Observação: A depoente tinha fi lhos na escola e sempre
colaborou com as professoras e os alunos. Na sua história, ela
se refere à fazenda da Reforma, onde se tentou uma experiência
de reforma agrária, no início dos anos 60. Palmares do Sul/RS.
O quicumbi Dona Tereza Lopes de Oliveira
O que é o quicumbi?
É o Ensaio. Nós fizemos uma vez aqui em casa para pagar a
promessa que o falecido pai do Maneca tinha feito.
Foi em 74, não, em 75.
Neste Ensaio, dançam só os homens e cantam cantos de
reza. Eles têm um canto. Um mestre comanda a turma com
instrumentos: pente, um reco-reco, uma taquareira, um
tamborzinho. Eles passam a noite cantando aquelas orações do
Divino Espírito Santo.
Eles não dançam uns com os outros, eles dançam sozinhos.
É só gente morena. Este Ensaio vem do povo negro mesmo, do
africano.
De onde gerou, nós não sabemos. De primeiro, usavam muito
por aqui, isto de promessas. Faziam promessas e davam uma
festa, comida, bebida, tudo por conta do dono do Ensaio, aquele
que fazia a promessa.
As mulheres só olhavam e faziam as comidas.
Vinha muita gente olhar, os convidados. Só dançava aquele
grupo, essa dança é reza, não é divertimento.
Eles vinham cantando, dançando, tocando. Por aqui, ninguém
mais sabe nada disso. Nós falamos com o pessoal lá da Casca,
para vir aqui em casa.
Veio muita gente, um Ensaio sempre junta muita gente.Depois
da reza, vem o baile. Pena que a gente não seguiu o costume.
O Ensaio vem do povo africano.
Observação: Dona Tereza Lopes de Oliveira, juntamente com
seu marido Maneca Boeira Oliveira, falava para seus filhos sobre
o quicumbi. Palmares do Sul/RS.
DEPOIMENTOS
História do nosso
povo através da família Benedito Samuel Barbosa
Meus Avós – Minha avó era negra, meu avô era mestiço. Ele
foi para a guerra do Paraguai. Lutou 2 anos, foi com 15 e voltou
com 17. Ele dizia que no fim da guerra tinham sobrado muitos
negros vivos. Mas nem todos voltaram, só ele e mais alguns. Os
que voltaram nunca mais ouviram falar dos outros.
Parentes mais Velhos – Na época dos meus avós, de acordo
com o que eles contavam, os parentes não se separavam. O pai era
responsável por todos enquanto vivesse. Os filhos, os netos moravam
com ele, ou perto da sua casa. Até mesmo os irmãos mais novos
eram comandados pelos mais velhos. Numa fazenda, por exemplo,
todos moravam juntos, muitas vezes na mesma casa. Os filhos
casavam com vizinhos, com primos e continuavam todos ali.

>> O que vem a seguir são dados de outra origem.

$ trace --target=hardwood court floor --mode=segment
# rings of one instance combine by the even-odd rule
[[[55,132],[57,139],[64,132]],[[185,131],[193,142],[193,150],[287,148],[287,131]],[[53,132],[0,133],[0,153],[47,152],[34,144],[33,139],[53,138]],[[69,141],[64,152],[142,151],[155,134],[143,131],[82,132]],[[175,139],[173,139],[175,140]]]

Tradições – Na religião, a família sempre acreditou na força
e na energia dos antepassados. Uma parte da família foi e é
católica, a outra, espírita, mas para louvar o Senhor todos sempre
estiveram juntos.
A família sempre participou das festas em louvor do padroeiro
do lugar onde vivia e vive, seja uma fazenda, bairro, cidade.

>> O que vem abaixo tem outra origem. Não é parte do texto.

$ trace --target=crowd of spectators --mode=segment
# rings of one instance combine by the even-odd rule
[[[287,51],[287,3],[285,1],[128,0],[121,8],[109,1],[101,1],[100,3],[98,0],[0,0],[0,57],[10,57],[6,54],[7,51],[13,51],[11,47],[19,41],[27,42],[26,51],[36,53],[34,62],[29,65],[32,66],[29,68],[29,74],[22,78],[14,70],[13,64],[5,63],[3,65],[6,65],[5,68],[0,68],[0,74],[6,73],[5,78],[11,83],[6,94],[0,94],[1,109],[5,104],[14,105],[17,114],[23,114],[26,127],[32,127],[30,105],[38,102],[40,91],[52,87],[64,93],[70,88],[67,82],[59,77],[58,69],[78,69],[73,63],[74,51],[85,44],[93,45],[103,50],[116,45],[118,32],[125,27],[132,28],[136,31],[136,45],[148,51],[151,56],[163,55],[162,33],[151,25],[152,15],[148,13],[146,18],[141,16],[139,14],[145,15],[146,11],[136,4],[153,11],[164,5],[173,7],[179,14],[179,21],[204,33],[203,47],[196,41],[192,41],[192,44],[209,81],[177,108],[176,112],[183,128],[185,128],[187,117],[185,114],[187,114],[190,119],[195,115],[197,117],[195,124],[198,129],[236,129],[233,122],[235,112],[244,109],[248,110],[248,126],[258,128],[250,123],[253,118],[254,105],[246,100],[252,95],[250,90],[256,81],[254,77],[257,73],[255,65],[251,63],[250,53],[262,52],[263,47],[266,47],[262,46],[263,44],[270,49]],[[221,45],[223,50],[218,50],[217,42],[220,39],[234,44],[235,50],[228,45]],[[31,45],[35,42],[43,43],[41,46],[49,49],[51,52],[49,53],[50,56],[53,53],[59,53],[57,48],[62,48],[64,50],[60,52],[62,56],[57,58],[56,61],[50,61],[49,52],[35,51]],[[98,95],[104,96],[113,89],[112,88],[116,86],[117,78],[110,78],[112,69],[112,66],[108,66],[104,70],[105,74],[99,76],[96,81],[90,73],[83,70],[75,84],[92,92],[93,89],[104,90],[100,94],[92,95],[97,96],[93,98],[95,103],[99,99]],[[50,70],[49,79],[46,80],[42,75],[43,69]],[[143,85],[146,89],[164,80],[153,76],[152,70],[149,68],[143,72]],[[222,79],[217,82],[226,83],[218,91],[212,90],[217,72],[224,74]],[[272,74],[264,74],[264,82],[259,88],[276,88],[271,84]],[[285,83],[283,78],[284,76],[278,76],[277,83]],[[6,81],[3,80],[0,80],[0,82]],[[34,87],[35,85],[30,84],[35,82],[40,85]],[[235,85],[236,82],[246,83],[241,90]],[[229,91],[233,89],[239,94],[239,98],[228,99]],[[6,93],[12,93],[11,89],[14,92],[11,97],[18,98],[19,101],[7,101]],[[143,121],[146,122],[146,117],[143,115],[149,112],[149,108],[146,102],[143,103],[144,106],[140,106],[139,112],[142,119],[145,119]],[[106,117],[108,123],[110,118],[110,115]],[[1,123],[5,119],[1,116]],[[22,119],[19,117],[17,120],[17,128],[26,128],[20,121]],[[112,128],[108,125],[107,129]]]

As rezas foram e são consideradas importantes, com muito
canto e louvação.
No tempo dos avós, principalmente, usavam muito benzedu-
ras para fazer curas. Benziam com brasa, alho, palma benta,
água.
Trabalho – Meus avós e seus filhos trabalharam no café.
Naquela época, para os estrangeiros, o café valia como ouro. A
maior parte da nossa família era de colono, vivia nas fazendas,
nas colônias. Cada homem tinha como tarefa 4.000 pés de café
para tratar.
Este trabalho era de sol a sol todos os dias, incluindo domingo.

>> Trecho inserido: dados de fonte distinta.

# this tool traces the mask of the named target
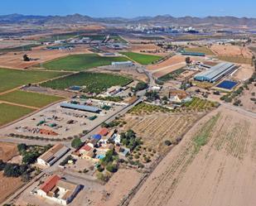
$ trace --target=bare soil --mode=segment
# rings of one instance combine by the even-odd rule
[[[0,160],[8,161],[17,155],[18,151],[16,144],[0,142]]]
[[[205,116],[158,165],[129,205],[255,205],[255,124],[254,118],[223,108]]]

Só não trabalhavam nos dias santos. Tudo debaixo de ordem do
feitor.
Não tinha farmácia nem médico por perto.
Salário – O ganho, na época de meus avós, era pela produção,
após a colheita, que ia de maio a novembro. O café era colhido e
colocado no armazém, depois ia para Santos onde era embarcado
nos navios. Os trabalhadores só recebiam depois que o governo
pagasse os fazendeiros, o que acontecia após a colheita. Mas,
quando o preço do café não agradava os fazendeiros, o café era
jogado no mar ou queimado. Então os colonos não recebiam os
seus salários. Isto começou a ser assim por volta de 1930. Antes
não era assim: antes da colheita o patrão dava um dinheiro para
as despesas com comida, até chegar a colheita.
As festas, os casamentos, os batizados se realizavam no final
do ano, época em que recebiam o dinheiro da produção.